3.3. Cysteine Metabolism Pathway from Sirolimus-Induced Datasets

A GSEA was performed to compare seven sirolimus-induced cancer samples to normal samples with 13,235 genes. We obtained the cysteine metabolism (CystM) pathway, including 13 genes with the highest enriched score. The gene networks are shown (cutoff: 0.15, −0.15) with six donors and five acceptors (Figure 4). In this pattern, we found a larger number of donors than acceptors.

The results of studies that have investigated the associations between cysteine and breast cancer risk are inconsistent. Some cohort studies have reported positive associations [34,35], while another cohort study did not observe an association [36]. A fourth study reported a negative association with breast cancer risk [37]. In addition, a recent study reported that balancing the cysteine pathway was a therapeutic benefit in neurodegenerative disorders [38].

3.4. Porphyrin Chlorophyll Metabolism from Trichostatin A-Induced Datasets

We carried out a GSEA to compare seven trichostatin A-induced cancer samples to normal datasets and obtained the porphyrin chlorophyll metabolism (PorChM) as the top enrichment pathway consisting of 28 genes and 29 gene–gene networks (cutoff > 0.6 or <−0.6). UGT2B4 and UGT1A10 are donor genes, and all their negative interactions are shown in Figure 5.
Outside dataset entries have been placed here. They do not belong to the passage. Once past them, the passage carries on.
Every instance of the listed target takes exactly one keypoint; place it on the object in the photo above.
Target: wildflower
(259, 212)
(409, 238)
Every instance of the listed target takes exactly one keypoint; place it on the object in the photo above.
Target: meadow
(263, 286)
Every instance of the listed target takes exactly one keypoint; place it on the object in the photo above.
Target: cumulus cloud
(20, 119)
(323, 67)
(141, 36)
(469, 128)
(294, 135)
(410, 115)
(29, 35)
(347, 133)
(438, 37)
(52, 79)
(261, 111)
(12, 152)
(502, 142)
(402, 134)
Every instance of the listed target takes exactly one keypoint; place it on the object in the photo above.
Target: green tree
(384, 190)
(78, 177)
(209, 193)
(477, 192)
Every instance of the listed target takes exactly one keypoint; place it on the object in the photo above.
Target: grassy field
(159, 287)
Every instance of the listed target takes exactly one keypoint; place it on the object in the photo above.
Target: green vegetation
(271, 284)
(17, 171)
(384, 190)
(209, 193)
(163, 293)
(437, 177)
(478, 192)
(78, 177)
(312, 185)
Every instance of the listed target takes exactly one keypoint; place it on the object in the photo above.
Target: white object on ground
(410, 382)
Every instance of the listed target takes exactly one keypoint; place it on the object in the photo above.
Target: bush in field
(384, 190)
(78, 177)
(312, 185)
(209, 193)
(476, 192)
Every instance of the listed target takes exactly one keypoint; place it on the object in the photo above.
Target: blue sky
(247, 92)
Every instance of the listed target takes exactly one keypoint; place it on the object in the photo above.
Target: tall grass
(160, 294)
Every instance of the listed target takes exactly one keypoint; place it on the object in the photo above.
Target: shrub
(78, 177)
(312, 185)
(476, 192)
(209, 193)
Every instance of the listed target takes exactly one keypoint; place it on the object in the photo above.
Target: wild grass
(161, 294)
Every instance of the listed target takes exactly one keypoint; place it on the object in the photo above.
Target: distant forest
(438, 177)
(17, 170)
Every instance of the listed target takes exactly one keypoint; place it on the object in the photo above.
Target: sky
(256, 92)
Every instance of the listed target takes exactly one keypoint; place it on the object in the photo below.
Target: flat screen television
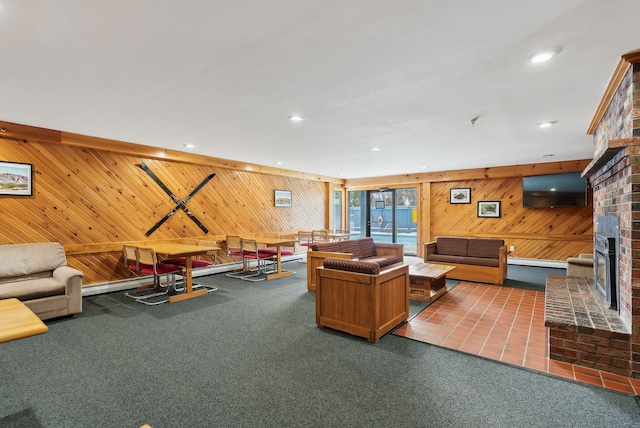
(554, 191)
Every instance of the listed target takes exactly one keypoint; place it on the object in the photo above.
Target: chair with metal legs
(130, 260)
(251, 251)
(234, 249)
(147, 257)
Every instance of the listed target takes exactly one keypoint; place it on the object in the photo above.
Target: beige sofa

Trichostatin A, a histone deacetylase inhibitor, is a target therapeutic drug of hematological malignancies, such as breast cancer [39,40]. However, no systemic influences of trichostatin A have been discovered.

3.5. Naphthalene and the Anthracene Degradation Pathway from Wortmannin-Induced Datasets

Wortmannin is a known inhibitor of oncogenes [30]. We performed a GSEA to compare five samples of wortmannin-induced datasets with normal datasets and obtained the Naphthalene_and Anthracene_Degradation (NaphAD) pathway, including 14 genes in the top differentially expressed pathway. The gene–gene interactions of this pathway are shown in Figure 6 with a cutoff > 6.0 and <−6.0. Only two genes affected 12 genes; PRMT8 (chr 12p 13.32) is an inhibitor, while PRMT5 (chr 14q11.2) is an activator.
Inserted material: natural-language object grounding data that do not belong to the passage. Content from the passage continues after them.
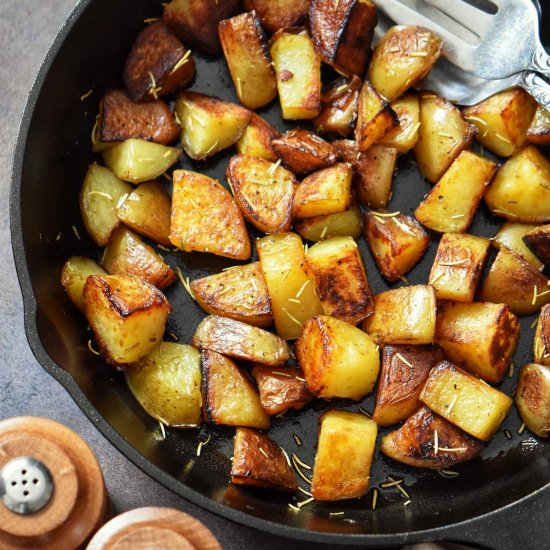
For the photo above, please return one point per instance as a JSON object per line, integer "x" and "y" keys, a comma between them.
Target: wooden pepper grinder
{"x": 52, "y": 493}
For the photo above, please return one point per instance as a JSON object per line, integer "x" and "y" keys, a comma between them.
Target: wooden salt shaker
{"x": 52, "y": 493}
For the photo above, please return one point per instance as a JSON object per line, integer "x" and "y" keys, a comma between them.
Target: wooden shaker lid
{"x": 52, "y": 493}
{"x": 151, "y": 527}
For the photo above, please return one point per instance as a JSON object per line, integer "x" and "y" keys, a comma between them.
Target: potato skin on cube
{"x": 338, "y": 359}
{"x": 344, "y": 456}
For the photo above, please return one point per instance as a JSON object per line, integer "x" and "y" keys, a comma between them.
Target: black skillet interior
{"x": 51, "y": 159}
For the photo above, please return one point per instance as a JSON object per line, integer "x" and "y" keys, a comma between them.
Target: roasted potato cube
{"x": 73, "y": 277}
{"x": 513, "y": 281}
{"x": 374, "y": 117}
{"x": 403, "y": 315}
{"x": 147, "y": 211}
{"x": 293, "y": 296}
{"x": 458, "y": 266}
{"x": 298, "y": 70}
{"x": 281, "y": 389}
{"x": 533, "y": 398}
{"x": 344, "y": 456}
{"x": 342, "y": 32}
{"x": 397, "y": 242}
{"x": 196, "y": 22}
{"x": 208, "y": 124}
{"x": 403, "y": 372}
{"x": 239, "y": 407}
{"x": 338, "y": 359}
{"x": 127, "y": 315}
{"x": 373, "y": 171}
{"x": 520, "y": 191}
{"x": 239, "y": 340}
{"x": 206, "y": 218}
{"x": 239, "y": 293}
{"x": 402, "y": 58}
{"x": 466, "y": 401}
{"x": 99, "y": 197}
{"x": 451, "y": 205}
{"x": 167, "y": 384}
{"x": 256, "y": 139}
{"x": 442, "y": 136}
{"x": 137, "y": 160}
{"x": 502, "y": 120}
{"x": 158, "y": 64}
{"x": 480, "y": 337}
{"x": 120, "y": 119}
{"x": 303, "y": 152}
{"x": 263, "y": 191}
{"x": 259, "y": 462}
{"x": 327, "y": 191}
{"x": 341, "y": 224}
{"x": 341, "y": 279}
{"x": 427, "y": 440}
{"x": 245, "y": 48}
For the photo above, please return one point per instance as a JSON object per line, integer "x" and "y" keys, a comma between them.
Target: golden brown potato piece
{"x": 452, "y": 203}
{"x": 281, "y": 388}
{"x": 245, "y": 48}
{"x": 342, "y": 32}
{"x": 403, "y": 372}
{"x": 403, "y": 315}
{"x": 427, "y": 440}
{"x": 513, "y": 281}
{"x": 480, "y": 337}
{"x": 533, "y": 398}
{"x": 278, "y": 14}
{"x": 127, "y": 315}
{"x": 502, "y": 120}
{"x": 196, "y": 21}
{"x": 341, "y": 279}
{"x": 206, "y": 218}
{"x": 458, "y": 266}
{"x": 263, "y": 191}
{"x": 120, "y": 118}
{"x": 239, "y": 340}
{"x": 374, "y": 117}
{"x": 239, "y": 407}
{"x": 372, "y": 171}
{"x": 344, "y": 456}
{"x": 259, "y": 462}
{"x": 158, "y": 64}
{"x": 303, "y": 152}
{"x": 520, "y": 191}
{"x": 147, "y": 211}
{"x": 338, "y": 359}
{"x": 402, "y": 58}
{"x": 466, "y": 401}
{"x": 396, "y": 241}
{"x": 327, "y": 191}
{"x": 442, "y": 136}
{"x": 239, "y": 293}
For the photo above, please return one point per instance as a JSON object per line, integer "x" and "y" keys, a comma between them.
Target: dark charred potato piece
{"x": 196, "y": 21}
{"x": 259, "y": 462}
{"x": 239, "y": 407}
{"x": 403, "y": 372}
{"x": 281, "y": 389}
{"x": 158, "y": 64}
{"x": 342, "y": 32}
{"x": 427, "y": 440}
{"x": 127, "y": 254}
{"x": 121, "y": 118}
{"x": 241, "y": 341}
{"x": 303, "y": 152}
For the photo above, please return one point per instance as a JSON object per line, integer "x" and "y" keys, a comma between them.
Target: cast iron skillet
{"x": 51, "y": 158}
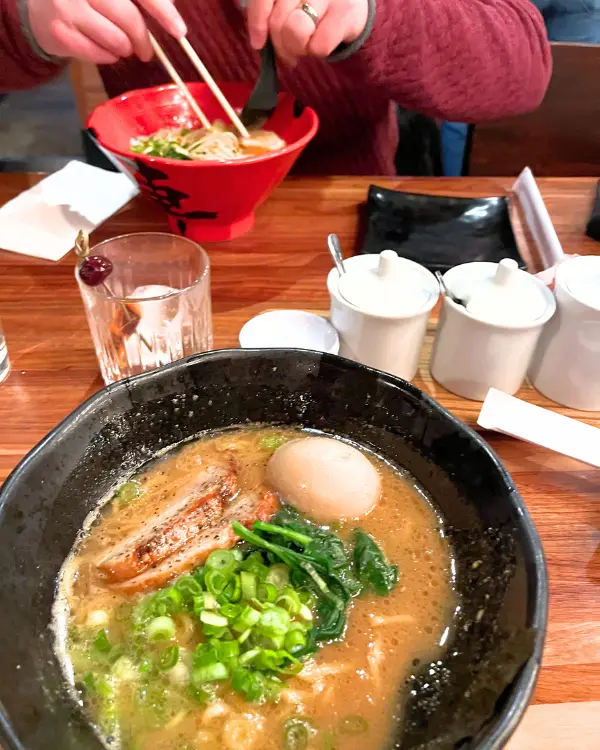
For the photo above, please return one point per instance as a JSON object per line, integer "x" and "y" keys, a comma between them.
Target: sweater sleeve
{"x": 21, "y": 65}
{"x": 458, "y": 60}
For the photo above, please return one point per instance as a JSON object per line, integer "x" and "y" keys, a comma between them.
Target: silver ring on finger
{"x": 310, "y": 12}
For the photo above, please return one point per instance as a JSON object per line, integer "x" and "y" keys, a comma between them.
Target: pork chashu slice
{"x": 194, "y": 507}
{"x": 247, "y": 507}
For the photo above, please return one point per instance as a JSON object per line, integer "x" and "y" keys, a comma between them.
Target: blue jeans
{"x": 575, "y": 21}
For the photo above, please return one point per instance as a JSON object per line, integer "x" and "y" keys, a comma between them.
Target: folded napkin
{"x": 44, "y": 220}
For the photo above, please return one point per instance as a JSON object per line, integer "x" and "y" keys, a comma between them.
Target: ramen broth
{"x": 351, "y": 691}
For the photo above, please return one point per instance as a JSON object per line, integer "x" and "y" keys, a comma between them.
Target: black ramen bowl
{"x": 473, "y": 698}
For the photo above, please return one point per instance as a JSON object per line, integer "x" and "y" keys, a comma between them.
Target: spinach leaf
{"x": 326, "y": 548}
{"x": 372, "y": 569}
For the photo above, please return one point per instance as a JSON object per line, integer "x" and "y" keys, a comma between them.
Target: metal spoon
{"x": 447, "y": 292}
{"x": 333, "y": 243}
{"x": 263, "y": 100}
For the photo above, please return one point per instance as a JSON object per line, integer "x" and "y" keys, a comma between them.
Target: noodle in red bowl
{"x": 205, "y": 199}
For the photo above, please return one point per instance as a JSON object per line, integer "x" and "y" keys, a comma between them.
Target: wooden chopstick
{"x": 212, "y": 85}
{"x": 160, "y": 53}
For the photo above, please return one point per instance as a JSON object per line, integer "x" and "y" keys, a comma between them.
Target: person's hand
{"x": 295, "y": 33}
{"x": 100, "y": 31}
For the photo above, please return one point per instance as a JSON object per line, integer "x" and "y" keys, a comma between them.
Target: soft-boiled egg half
{"x": 324, "y": 478}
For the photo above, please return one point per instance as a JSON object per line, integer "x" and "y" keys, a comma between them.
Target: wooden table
{"x": 282, "y": 263}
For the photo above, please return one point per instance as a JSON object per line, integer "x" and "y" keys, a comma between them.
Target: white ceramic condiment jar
{"x": 489, "y": 341}
{"x": 566, "y": 364}
{"x": 380, "y": 308}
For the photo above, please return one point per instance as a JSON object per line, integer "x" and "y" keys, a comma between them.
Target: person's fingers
{"x": 257, "y": 14}
{"x": 128, "y": 18}
{"x": 329, "y": 34}
{"x": 300, "y": 28}
{"x": 72, "y": 43}
{"x": 282, "y": 10}
{"x": 98, "y": 29}
{"x": 167, "y": 15}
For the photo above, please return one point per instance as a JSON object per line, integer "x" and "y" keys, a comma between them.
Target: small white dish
{"x": 290, "y": 329}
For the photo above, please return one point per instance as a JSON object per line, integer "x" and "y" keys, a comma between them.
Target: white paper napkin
{"x": 44, "y": 220}
{"x": 520, "y": 419}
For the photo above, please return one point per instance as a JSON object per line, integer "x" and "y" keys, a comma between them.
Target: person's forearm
{"x": 461, "y": 60}
{"x": 22, "y": 66}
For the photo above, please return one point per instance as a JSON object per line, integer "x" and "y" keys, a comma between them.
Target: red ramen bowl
{"x": 205, "y": 200}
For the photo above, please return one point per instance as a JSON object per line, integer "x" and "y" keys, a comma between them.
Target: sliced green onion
{"x": 229, "y": 650}
{"x": 289, "y": 600}
{"x": 272, "y": 442}
{"x": 305, "y": 613}
{"x": 236, "y": 586}
{"x": 189, "y": 587}
{"x": 354, "y": 725}
{"x": 274, "y": 622}
{"x": 171, "y": 600}
{"x": 169, "y": 658}
{"x": 124, "y": 669}
{"x": 128, "y": 492}
{"x": 245, "y": 635}
{"x": 204, "y": 601}
{"x": 248, "y": 619}
{"x": 296, "y": 734}
{"x": 295, "y": 640}
{"x": 252, "y": 685}
{"x": 211, "y": 618}
{"x": 248, "y": 656}
{"x": 210, "y": 673}
{"x": 306, "y": 598}
{"x": 267, "y": 592}
{"x": 102, "y": 643}
{"x": 90, "y": 684}
{"x": 249, "y": 585}
{"x": 278, "y": 575}
{"x": 203, "y": 693}
{"x": 161, "y": 629}
{"x": 123, "y": 612}
{"x": 215, "y": 582}
{"x": 231, "y": 611}
{"x": 222, "y": 560}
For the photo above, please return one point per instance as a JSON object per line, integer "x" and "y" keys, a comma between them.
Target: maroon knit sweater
{"x": 458, "y": 60}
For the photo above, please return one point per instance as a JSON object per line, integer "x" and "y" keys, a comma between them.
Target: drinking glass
{"x": 4, "y": 360}
{"x": 153, "y": 308}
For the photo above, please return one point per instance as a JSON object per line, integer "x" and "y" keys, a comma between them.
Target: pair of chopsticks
{"x": 206, "y": 77}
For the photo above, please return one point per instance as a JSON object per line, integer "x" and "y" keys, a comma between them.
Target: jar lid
{"x": 395, "y": 287}
{"x": 504, "y": 295}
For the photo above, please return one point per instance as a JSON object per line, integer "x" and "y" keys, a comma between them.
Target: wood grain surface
{"x": 282, "y": 263}
{"x": 561, "y": 137}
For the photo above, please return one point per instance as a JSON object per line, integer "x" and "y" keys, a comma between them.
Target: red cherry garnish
{"x": 95, "y": 270}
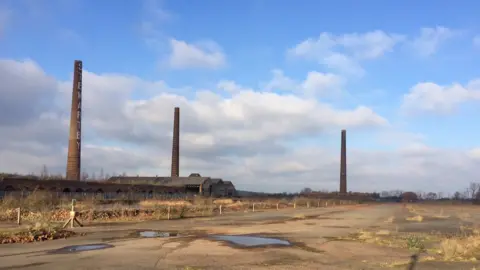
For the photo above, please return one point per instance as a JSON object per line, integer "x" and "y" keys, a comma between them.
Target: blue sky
{"x": 254, "y": 37}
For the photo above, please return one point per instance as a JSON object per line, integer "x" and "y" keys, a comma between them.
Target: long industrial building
{"x": 194, "y": 183}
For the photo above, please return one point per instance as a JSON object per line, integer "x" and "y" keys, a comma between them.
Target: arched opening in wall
{"x": 99, "y": 193}
{"x": 26, "y": 191}
{"x": 119, "y": 193}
A previous study reported that PRMT8 was correlated with survival in patients with breast cancer and gastric cancer [41]. That study demonstrated that a high level of PRMT8 expression was associated with positive survival in breast cancer and negative survival in gastric cancer.

4. Discussion

We analyzed five different drug datasets and obtained five different pathways and systematic gene networks from each pathway (Figure 7). In general, the number of donors was much smaller than that of acceptors, and some relationships between donors were connected either positively or negatively. In the case of trichostatin A, all donors negatively interacted with all acceptors. In contrast, there were more positive interactions than negative ones for LY294002 and valproic acid. Interestingly, in the case of wortmannin, most acceptors were negatively affected by PRMT8 and positively influenced by PRMT5. The only exceptions were DHRS7, PRMT2, and LCMT2, which were negatively affected by PRMT8. In the case of sirolimus, the six donors and five acceptors contributed 4 negative interactions and 19 positive interactions.

These results imply that drugs not only directly influence their target gene but also systemically affect hierarchical gene networks in a disease during treatment. Therefore, exploring systemic patterns of drug influence is a better therapeutic method than investigating only one target gene of a drug. From this perspective, the presented method provides a computational approach to determine the pathway-based systemic drug influence; given that the patterns of relationships between gene networks and drugs are the same, many drugs can therefore be repurposed to treat other diseases.

5. Conclusions

In this work of pathway information and inverse problem, we proposed gene–gene interaction-based drug paths in the enriched pathway showing that four out of five drugs have an effect on some genes, which then regulate other genes in the pathway. Although those newly suggested drug paths remain to be validated, the current findings of the study suggest that screening network-based drug efficacy via a specific pathway may offer an unprecedented opportunity of applying a pre-existing drug to a new disease with the same pattern in the selected pathway.